A quinta mulher citada na série “Catorze personagens femininas inesquecíveis”, organizada pelo site “Homo Literatus” (WWW.homoliteratrus.com) é protagonista, justamente, de “O grande Gatsby”. É a bela, porém volúvel, frívola, pérfida e manipuladora Daisy, posto que belíssima, que se vale de sua estonteante beleza para conquistar (ou tentar fazê-lo) o que deseja. Ela foi escolhida por uma pessoa que tem tudo a ver com a minha cidade (e comigo, posto que, infelizmente, não a conheça pessoalmente), a professora e escritora Cecília Garcia, formada em Letras e Linguística pela Unicamp e pós-graduada em Jornalismo pela PUC-Campinas.

A pesquisa do site, como o leitor já foi informado, reúne catorze especialistas em Literatura que têm que escolher apenas uma única personagem feminina que considere inesquecível, com a respectiva justificação. E Cecília justificou sua opção muito bem. Escreveu: “É difícil falar de forma imparcial de Daisy, interesse romântico de Jay Gatsby. Mimada, manipuladora e egoísta, ela usa sua beleza para garantir que tudo seja feito do seu jeito. No entanto, a confissão que faz a Nick Carraway, quando diz que torcia para que a filha fosse uma ‘bela tolinha’, por que isso era o melhor que uma jovem poderia ser, não deixa de ser uma cutucada”.

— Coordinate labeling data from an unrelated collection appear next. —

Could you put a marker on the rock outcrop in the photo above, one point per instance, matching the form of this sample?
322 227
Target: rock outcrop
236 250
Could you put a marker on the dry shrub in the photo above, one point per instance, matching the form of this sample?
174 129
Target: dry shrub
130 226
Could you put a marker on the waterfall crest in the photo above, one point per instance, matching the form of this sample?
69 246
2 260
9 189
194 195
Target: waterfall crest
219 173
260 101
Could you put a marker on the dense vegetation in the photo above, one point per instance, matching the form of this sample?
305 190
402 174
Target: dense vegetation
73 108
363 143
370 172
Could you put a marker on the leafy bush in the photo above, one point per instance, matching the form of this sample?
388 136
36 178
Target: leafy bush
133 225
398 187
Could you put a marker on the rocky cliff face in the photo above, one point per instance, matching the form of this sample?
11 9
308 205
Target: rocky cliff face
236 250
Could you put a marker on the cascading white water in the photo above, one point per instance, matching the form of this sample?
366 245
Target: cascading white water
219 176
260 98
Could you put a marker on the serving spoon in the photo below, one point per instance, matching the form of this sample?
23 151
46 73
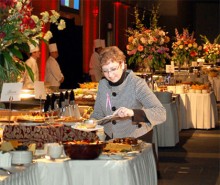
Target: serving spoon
7 171
99 121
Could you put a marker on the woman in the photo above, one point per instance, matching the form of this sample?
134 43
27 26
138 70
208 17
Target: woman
128 97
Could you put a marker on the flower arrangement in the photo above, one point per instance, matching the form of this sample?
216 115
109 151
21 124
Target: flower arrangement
18 29
185 47
147 46
211 51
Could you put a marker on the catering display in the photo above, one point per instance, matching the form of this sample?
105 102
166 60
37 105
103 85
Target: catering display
83 149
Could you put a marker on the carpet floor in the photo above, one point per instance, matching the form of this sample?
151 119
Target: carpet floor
195 160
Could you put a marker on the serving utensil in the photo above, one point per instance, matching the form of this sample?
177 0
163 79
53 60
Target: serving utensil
7 171
100 121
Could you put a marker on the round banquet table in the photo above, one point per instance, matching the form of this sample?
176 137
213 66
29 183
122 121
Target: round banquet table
215 82
140 169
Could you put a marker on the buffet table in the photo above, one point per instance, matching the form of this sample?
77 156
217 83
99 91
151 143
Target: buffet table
198 110
139 170
215 82
41 134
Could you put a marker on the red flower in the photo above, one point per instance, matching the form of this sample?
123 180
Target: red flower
193 53
2 35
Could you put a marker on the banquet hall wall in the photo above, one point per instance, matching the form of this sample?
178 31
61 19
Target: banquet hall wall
108 19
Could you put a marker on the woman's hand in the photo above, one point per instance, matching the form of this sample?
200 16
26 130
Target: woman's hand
124 112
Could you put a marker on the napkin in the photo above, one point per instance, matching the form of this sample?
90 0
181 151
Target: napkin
5 159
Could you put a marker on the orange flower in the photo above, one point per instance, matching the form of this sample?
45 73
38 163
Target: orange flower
140 48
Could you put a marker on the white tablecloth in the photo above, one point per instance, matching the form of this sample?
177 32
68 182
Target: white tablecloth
139 170
21 175
168 132
198 111
215 82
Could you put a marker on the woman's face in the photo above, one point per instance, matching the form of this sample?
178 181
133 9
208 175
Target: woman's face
113 71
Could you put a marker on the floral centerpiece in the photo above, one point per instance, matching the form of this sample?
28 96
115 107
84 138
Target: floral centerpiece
18 29
211 51
185 48
147 46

É uma personagem que a gente pode reprovar, pode condenar, pode até mesmo, odiar, mas que é impossível de esquecer. Enquadra-se, pois, perfeitamente no espírito da pesquisa do site. Cecília diz mais sobre essa figura, que simboliza muitas mulheres da época: “Daisy luta com os ardis que tem e tolera as infidelidades constantes de Tom Buchanan, um marido perfeitamente respeitável pela sociedade, mas que pouco lhe oferece. O próprio Gatsby a fez esperar por anos, deixando claro o quanto as mulheres eram pouco agentes de suas vidas ainda no século 20. Mais do que amor ou ódio, Daisy precisa de compreensão”. E eu acrescentaria: dos outros personagens e também dos leitores.

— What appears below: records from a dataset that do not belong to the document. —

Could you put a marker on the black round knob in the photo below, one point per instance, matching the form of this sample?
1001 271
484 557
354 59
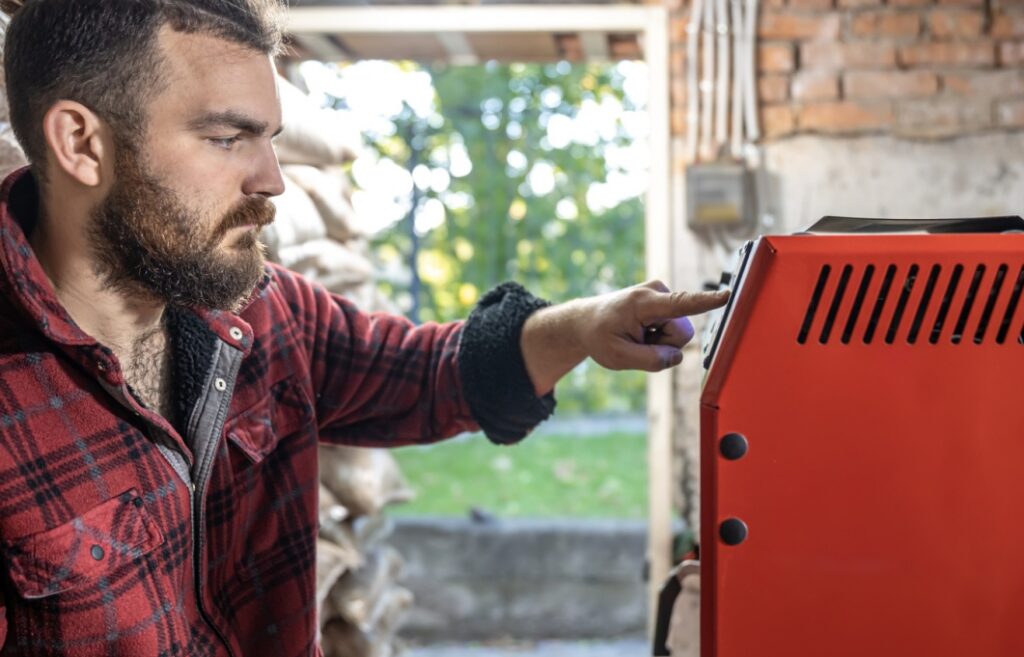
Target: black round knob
733 446
732 531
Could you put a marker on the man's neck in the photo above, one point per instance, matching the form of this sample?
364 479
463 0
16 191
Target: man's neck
113 317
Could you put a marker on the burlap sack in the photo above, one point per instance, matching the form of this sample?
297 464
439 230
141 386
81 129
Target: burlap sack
297 220
327 261
364 480
312 135
332 562
342 640
330 192
359 596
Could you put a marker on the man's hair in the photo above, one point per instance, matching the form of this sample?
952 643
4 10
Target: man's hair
103 54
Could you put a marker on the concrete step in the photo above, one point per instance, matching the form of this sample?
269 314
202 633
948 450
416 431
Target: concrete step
614 648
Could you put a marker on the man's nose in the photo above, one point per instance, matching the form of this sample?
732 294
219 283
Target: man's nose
267 179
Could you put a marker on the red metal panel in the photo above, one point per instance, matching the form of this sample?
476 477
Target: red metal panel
883 487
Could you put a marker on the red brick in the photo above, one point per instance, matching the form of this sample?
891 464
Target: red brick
845 117
1012 53
777 121
812 4
889 84
942 118
815 85
773 88
775 57
956 24
799 27
980 53
1007 26
985 83
1010 114
847 55
886 24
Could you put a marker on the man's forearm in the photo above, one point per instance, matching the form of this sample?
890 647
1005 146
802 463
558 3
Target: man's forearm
550 343
641 327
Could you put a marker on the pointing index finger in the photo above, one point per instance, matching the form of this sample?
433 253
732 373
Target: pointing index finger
680 304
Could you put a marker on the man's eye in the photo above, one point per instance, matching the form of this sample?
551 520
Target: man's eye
223 142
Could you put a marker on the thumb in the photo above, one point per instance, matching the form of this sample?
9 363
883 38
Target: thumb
649 357
659 306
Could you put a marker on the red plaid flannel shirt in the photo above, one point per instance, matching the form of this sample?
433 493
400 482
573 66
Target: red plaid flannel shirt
107 549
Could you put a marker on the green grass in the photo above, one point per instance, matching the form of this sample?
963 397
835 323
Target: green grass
602 476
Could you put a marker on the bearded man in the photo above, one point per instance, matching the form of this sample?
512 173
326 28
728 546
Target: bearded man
163 390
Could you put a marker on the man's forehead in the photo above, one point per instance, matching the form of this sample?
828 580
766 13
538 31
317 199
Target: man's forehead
206 75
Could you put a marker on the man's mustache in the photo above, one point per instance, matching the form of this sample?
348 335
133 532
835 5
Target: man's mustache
256 211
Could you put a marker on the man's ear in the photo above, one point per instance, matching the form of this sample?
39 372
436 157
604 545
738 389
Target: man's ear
74 135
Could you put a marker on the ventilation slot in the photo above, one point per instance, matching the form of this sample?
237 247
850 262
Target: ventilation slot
911 277
993 295
947 299
1011 309
844 280
972 294
880 305
926 300
812 308
858 302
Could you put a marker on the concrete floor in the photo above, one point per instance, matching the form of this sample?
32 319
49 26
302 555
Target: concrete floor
616 648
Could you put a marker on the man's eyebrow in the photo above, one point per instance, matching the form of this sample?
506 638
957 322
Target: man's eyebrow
231 119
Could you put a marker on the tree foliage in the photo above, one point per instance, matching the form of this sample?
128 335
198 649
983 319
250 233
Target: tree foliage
525 209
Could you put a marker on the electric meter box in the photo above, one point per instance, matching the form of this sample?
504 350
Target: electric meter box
719 194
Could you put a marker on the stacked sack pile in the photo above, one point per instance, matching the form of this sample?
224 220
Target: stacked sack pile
316 233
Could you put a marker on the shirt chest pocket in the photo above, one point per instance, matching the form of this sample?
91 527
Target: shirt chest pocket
98 543
284 411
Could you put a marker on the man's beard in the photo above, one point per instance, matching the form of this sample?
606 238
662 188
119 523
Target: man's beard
150 244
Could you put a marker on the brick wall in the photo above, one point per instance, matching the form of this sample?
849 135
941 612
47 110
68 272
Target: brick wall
919 69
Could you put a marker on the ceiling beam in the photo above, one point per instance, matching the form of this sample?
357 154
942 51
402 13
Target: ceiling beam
466 18
459 48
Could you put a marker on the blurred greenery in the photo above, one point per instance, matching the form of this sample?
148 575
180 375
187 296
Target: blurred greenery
497 225
601 476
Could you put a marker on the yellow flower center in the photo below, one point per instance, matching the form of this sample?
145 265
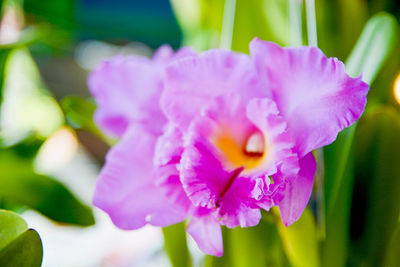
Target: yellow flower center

A história passa-se em Nova York e na cidade de Long Island durante o verão de 1922. Embora Fitzgerald fosse fascinado por milionários, e os idolatrasse, sobretudo pelo glamour que via neles,  no fundo, no fundo, não se conformava com o materialismo exacerbado e a falta de moral generalizada daquela geração, que, na sua visão, eram claros sintomas de decadência social. Seu romance pode ser interpretado como uma ostensiva crítica ao chamado "Sonho Americano".

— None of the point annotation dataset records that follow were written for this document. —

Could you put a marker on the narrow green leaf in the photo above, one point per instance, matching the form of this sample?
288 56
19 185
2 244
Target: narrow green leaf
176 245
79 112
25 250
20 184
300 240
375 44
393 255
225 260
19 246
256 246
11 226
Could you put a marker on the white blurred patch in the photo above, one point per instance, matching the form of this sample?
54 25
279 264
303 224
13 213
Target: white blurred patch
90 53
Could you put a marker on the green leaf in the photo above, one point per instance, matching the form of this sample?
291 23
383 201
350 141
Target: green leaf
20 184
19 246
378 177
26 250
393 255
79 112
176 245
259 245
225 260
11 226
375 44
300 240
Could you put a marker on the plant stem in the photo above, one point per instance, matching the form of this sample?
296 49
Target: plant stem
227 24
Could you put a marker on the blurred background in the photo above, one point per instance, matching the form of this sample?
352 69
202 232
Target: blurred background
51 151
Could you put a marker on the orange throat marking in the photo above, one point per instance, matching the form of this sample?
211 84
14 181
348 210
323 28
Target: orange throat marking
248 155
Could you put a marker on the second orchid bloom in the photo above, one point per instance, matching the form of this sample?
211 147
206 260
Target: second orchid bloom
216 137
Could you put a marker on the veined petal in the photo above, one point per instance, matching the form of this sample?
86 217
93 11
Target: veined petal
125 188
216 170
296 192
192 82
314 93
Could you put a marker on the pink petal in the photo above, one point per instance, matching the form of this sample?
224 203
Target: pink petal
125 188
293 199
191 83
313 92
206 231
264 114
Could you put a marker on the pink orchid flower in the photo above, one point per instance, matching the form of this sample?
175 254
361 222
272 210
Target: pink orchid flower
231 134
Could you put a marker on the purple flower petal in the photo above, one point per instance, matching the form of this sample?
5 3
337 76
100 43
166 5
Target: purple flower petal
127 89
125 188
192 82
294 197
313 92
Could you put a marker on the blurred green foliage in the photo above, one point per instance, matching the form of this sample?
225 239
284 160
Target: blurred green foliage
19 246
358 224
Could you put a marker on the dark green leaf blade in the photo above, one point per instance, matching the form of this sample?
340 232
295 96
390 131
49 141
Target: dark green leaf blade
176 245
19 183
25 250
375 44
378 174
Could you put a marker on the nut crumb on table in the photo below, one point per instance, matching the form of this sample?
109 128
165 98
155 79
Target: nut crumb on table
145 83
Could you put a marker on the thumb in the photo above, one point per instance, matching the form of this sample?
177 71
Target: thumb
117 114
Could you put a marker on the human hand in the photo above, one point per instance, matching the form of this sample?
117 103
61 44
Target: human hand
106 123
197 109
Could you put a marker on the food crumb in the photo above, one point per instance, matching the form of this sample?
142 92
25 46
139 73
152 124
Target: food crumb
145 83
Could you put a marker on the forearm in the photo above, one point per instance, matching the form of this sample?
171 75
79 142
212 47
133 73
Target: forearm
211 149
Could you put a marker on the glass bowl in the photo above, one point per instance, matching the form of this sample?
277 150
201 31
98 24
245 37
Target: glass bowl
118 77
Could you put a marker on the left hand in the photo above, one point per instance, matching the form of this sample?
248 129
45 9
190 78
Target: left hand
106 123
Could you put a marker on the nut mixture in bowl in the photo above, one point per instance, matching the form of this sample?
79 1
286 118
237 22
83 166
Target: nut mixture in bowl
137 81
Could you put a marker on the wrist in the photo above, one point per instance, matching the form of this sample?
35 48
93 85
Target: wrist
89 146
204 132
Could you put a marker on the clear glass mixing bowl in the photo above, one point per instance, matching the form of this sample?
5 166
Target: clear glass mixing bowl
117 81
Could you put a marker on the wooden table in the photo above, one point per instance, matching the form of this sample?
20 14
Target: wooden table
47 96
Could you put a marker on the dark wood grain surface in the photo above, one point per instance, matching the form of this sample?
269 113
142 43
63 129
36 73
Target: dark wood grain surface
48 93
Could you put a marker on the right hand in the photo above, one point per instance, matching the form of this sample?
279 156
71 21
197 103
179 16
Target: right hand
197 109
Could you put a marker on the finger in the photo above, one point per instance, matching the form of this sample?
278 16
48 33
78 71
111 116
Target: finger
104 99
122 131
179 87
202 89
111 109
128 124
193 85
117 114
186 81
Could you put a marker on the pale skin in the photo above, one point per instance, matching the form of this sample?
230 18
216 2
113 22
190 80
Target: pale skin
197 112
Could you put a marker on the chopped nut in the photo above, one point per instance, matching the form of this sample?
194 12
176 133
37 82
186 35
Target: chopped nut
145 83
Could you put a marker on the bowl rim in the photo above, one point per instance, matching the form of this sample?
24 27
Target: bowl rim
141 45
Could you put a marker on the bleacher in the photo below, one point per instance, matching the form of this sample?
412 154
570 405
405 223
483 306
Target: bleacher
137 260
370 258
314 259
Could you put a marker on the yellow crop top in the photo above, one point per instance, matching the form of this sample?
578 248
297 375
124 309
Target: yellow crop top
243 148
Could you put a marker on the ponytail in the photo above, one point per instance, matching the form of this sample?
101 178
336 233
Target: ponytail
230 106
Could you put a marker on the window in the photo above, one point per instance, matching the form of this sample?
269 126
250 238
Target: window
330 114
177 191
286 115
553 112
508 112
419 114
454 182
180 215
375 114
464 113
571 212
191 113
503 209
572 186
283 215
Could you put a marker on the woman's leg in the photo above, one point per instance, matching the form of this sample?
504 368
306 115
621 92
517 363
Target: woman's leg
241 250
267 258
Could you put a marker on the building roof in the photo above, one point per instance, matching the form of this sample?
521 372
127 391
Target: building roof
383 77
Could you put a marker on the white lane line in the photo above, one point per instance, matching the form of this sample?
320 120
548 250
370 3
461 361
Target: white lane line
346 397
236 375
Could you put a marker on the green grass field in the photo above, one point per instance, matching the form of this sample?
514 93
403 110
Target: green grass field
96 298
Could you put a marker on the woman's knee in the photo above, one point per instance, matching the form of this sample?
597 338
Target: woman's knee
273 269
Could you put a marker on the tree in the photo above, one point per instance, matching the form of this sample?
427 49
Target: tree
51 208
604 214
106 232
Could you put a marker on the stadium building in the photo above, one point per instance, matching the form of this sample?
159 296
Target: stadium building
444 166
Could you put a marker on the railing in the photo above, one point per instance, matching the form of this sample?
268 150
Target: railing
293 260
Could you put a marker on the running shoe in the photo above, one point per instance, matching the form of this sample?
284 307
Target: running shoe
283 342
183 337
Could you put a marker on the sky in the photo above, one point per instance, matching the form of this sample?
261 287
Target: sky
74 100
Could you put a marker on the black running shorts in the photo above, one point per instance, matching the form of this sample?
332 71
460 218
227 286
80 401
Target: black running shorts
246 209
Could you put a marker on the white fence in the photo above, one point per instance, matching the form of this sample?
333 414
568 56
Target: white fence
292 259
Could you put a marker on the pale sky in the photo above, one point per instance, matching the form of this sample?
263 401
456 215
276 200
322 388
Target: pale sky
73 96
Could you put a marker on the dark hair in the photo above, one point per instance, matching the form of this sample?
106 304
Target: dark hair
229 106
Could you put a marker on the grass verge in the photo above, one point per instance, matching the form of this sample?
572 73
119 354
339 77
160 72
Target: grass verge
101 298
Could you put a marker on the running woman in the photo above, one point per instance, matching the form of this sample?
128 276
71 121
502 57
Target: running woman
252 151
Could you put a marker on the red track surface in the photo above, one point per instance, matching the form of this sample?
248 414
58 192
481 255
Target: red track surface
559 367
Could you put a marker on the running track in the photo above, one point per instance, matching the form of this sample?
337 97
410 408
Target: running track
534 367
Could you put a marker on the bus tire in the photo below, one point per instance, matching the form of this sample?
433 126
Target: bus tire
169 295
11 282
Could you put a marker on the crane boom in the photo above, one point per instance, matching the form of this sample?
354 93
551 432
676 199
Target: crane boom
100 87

Hoje o livro – que teve versão teatral, levada em cena na Broadway, e cinematográfica – é tido, com justiça, como clássico literário mundial. "O Grande Gatsby" tornou-se, inclusive,  texto padrão em todas as escolas superiores e universidades em todo o mundo que estudam a Literatura norte-americana. A obra está classificada em segundo lugar no top 100 das melhores novelas do século XX. E Daisy é interpretada, hoje, não mais pelos padrões parciais de meados da década de 1920 do século passado, mas pelos atuais, quando as mulheres, vagarosa mas ininterruptamente, conquistam o espaço que lhe é devido e que jamais deveria lhe ser negado, como o foi por milênios.